Solution reaction path Hamiltonian based on reference interaction site model self-consistent field method: Application to Menshutkin-type reactions

Abstract

A reaction path Hamiltonian model is developed for describing chemical reaction dynamics in solution based on reference interaction site model self-consistent field (RISM-SCF) method. A systematic procedure is devised to determine all the quantities involved in the present Hamiltonian by the RISM-SCF electronic structure calculations for reaction systems combined with molecular dynamics simulations for bulk solvents. The present model is applied to the Menshutkin-type reactions between NH3 and methylhalides CH3X (X=Cl, Br, and I) in aqueous solution. The barrier height becomes lower with the increase of the size of leaving halogen atom, and the calculated activation energy for the CH3I reaction is in a good agreement with the experiment. The magnitude of the time dependent as well as the static solvent friction is CH3Cl<CH3Br<CH3I in the increasing order.

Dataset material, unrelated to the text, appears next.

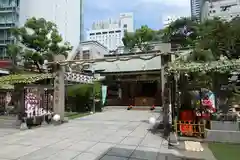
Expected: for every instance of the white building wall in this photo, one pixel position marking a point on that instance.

The frequency dependent solute–solvent coupling term is found to be almost a linear function of the reaction coordinate. The transmission coefficient is estimated to be 0.84, 0.81, and 0.60, respectively, for the reactions of CH3Cl,CH3Br, and CH3I by trajectory calculations with the present reaction path Hamiltonian model. The calculated transmission coefficients are compared with those by the Grote-Hynes and Kramers’ theory.